El 127 no había sido un mal coche, de manera que decidimos mantenernos fieles a la marca. Así que, cuando en 1984, inicié mi andadura como nuevo director del aún Instituto de Bachillerato Mixto de Cieza, para un año, decidí (y digo bien lo de decidí porque fue la única ocasión en la que la decisión fue exclusivamente mía), comprarme un “Ronda”, un nuevo modelo proveniente del Fiat Ritmo, cumbre por entonces de la modernidad automovilística, con muchas lucecitas y engañabobos, que supo venderme muy bien Luis Belló,JR hijo del concesionario, en 850.000 pts., que no recuerdo muy bien cómo pagamos pero que de nuestro bolsillo salieron y pagadas quedaron fehacientemente.

El Ronda fue el coche de mi primera etapa como director del instituto, sin duda la más trabajosa, apasionante y divertida. El Instituto salía de un régimen cuasi franquista, o sin casi, y yo, con 33 años, la edad de Cristo (y parecida voluntad de sacrificio, si no es irreverente decirlo) me propuse instalarlo, con algunas torpezas, por otra parte, en la naciente y creciente normalidad democrática del país. Para ello me rodeé de un equipo directivo joven, y- digámoslo-, progresista (la palabra no estaba tan devaluada como ahora…). El abaranero José Antonio Carrasco Carrizo como vicedirector, el molinense Ramón Cantero Pérez, como secretario, el murciano José Emilio Iniesta González como vicesecretario, y el “guerrillero” ciezano Mariano Guirao Martínez como Jefe de Estudios, bien acompañado por su esposa Mercedes, andaluza salerosa y más guerrillera si cabe aún que él. Mariano, como un toro noble, era la fuerza, Mercedes la astucia. Una relación inolvidable, que duró dos años, hasta que a ellos les dieron traslado a Motril.
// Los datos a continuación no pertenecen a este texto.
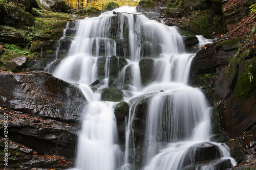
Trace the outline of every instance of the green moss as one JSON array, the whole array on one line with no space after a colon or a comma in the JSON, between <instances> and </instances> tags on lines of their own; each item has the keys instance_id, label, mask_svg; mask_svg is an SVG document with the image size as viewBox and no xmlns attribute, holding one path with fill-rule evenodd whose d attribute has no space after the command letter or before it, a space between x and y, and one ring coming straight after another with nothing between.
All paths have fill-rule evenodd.
<instances>
[{"instance_id":1,"label":"green moss","mask_svg":"<svg viewBox=\"0 0 256 170\"><path fill-rule=\"evenodd\" d=\"M250 67L250 64L252 66ZM240 63L238 80L234 89L236 100L243 101L253 96L256 92L256 80L252 79L251 82L248 77L248 72L253 76L256 75L256 59L247 60L244 63Z\"/></svg>"},{"instance_id":2,"label":"green moss","mask_svg":"<svg viewBox=\"0 0 256 170\"><path fill-rule=\"evenodd\" d=\"M152 8L155 6L154 3L151 1L141 1L139 2L139 5L146 8Z\"/></svg>"},{"instance_id":3,"label":"green moss","mask_svg":"<svg viewBox=\"0 0 256 170\"><path fill-rule=\"evenodd\" d=\"M113 56L110 58L110 77L118 77L119 71L118 58L116 56Z\"/></svg>"},{"instance_id":4,"label":"green moss","mask_svg":"<svg viewBox=\"0 0 256 170\"><path fill-rule=\"evenodd\" d=\"M89 15L91 16L98 16L101 14L101 12L100 10L95 7L89 6L75 12L73 14L81 16Z\"/></svg>"},{"instance_id":5,"label":"green moss","mask_svg":"<svg viewBox=\"0 0 256 170\"><path fill-rule=\"evenodd\" d=\"M112 102L119 102L122 100L123 92L116 88L105 88L102 89L101 100Z\"/></svg>"},{"instance_id":6,"label":"green moss","mask_svg":"<svg viewBox=\"0 0 256 170\"><path fill-rule=\"evenodd\" d=\"M211 38L214 35L214 32L225 32L222 16L217 15L213 11L193 11L188 18L192 19L183 21L182 23L182 27L195 34L202 35L206 38Z\"/></svg>"},{"instance_id":7,"label":"green moss","mask_svg":"<svg viewBox=\"0 0 256 170\"><path fill-rule=\"evenodd\" d=\"M35 17L29 13L24 12L20 16L20 23L22 25L31 26L35 23Z\"/></svg>"},{"instance_id":8,"label":"green moss","mask_svg":"<svg viewBox=\"0 0 256 170\"><path fill-rule=\"evenodd\" d=\"M119 5L118 5L118 4L114 3L113 2L110 2L104 6L102 9L102 12L112 11L113 9L117 8L119 8Z\"/></svg>"}]
</instances>

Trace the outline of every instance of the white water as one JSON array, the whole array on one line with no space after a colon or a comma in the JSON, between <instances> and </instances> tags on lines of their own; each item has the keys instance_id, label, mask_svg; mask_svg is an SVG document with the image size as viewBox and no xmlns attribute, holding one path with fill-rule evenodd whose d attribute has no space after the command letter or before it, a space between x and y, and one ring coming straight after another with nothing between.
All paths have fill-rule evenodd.
<instances>
[{"instance_id":1,"label":"white water","mask_svg":"<svg viewBox=\"0 0 256 170\"><path fill-rule=\"evenodd\" d=\"M134 8L120 8L116 11L136 12ZM208 141L210 133L210 108L206 100L199 89L186 85L195 54L185 53L182 37L174 27L150 20L142 15L123 13L119 14L118 18L113 16L115 15L112 12L108 12L99 17L80 20L69 55L53 73L66 81L79 84L89 102L84 110L76 168L81 170L132 168L135 162L130 161L130 153L135 151L136 147L132 128L135 116L134 108L143 95L148 94L151 97L143 146L145 153L141 165L147 170L181 169L187 150L195 144ZM109 86L110 57L117 54L117 41L110 38L114 36L112 24L116 18L119 31L114 35L123 39L125 30L129 28L127 38L130 44L127 51L123 50L127 64L119 73L121 84L129 86L122 89L125 95L123 98L131 105L129 115L126 117L123 151L119 146L114 114L116 103L100 101L101 89ZM145 44L148 48L143 51ZM160 54L156 53L159 50ZM147 56L148 54L153 55ZM97 75L98 59L103 56L106 58L104 76L101 78ZM143 87L139 62L145 57L154 60L154 82ZM129 69L131 77L127 76ZM93 92L89 85L100 79L101 82L96 86L98 90ZM226 147L211 143L218 146L222 157L230 159L232 165L236 164ZM212 168L202 167L208 170Z\"/></svg>"}]
</instances>

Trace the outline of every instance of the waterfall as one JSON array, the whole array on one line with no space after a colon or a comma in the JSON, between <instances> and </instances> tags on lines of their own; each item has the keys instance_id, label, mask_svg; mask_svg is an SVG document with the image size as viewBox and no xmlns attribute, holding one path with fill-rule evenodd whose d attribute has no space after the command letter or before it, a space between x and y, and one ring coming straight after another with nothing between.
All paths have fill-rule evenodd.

Trabajaron todos mucho y bien y la maquinaria del Instituto, que por entonces tenía más de 1.000 alumnos, funcionó perfectamente engrasada. Yo empecé a poner en marcha mi nueva unidad móvil, el SEAT RONDA, color champán, que, alborozado quizá por el estreno, se pasó él solico la primera salida a la calle, haciendo sonar estrepitosamente el pito (nunca mejor dicho y que valga la “rebuznancia”), que se quedó enganchado y que no hubo manera de silenciarlo hasta que no pasamos por el taller. Una primera salida bien sonada, como de recién casados, aunque bastante bochornosa, la verdad. Sería la primera, y ya el primer día, de múltiples peripecias. Si es que ya les dije que los míos han sido coches con épica, con narrativa, aunque sea de andar por casa.

En la peripecia cinematográfica del Ronda habría dos significados hitos precedentes, uno el viaje a la Universidad Laboral de Cheste, en Valencia, para recoger el premio otorgado por el Programa de Alumnos del MEC al cortometraje “Paranoia”, del “Colectivo de Vídeo del Instituto”, en el Cinema Joven valenciano,  con un papel estelar de José Castaño Semitiel en la interpretación y de Libanio da Silva detrás de la cámara. La película había impresionado positivamente a los profesores de Imagen de la UNED Agustín García Matilla y Roberto Aparici, que se convirtieron en grandes valedores del Instituto allá donde concurrió con sus producciones, como en el Certamen de Cine y Vídeo Escolar de Varsovia donde en 1990 el instituto obtendría el Gran Premio del Concurso con su producción “Puerto Errado”, una excepcional interpretación de Ignacio Egea Marín, administrativo del instituto que desde entonces ya prácticamente salió en todas las películas del centro. Fue su consagración, aunque no le dieron ningún óscar y siguió ganando lo mismo. Sólo ganamos en camaradería, amistad y cervezas, y buen testigo de ello fue el Bar La Morena, en la carretera de las Ramblas, que convertimos en nuestro centro de logística, operaciones, repostaje cervecero, sobre todo, y ruidosas conversaciones tras cada sesión de rodaje. Y siempre con el Ronda, sobrecargado de pasajeros, cuesta santa la Ros arriba, cuesta santa la Ros abajo. En medio El Ventorrillo. Algo más abajo, la Morena. Las cervezas las pagamos con las 60.000 pesetas del premio otorgado a Paranoia en Valencia.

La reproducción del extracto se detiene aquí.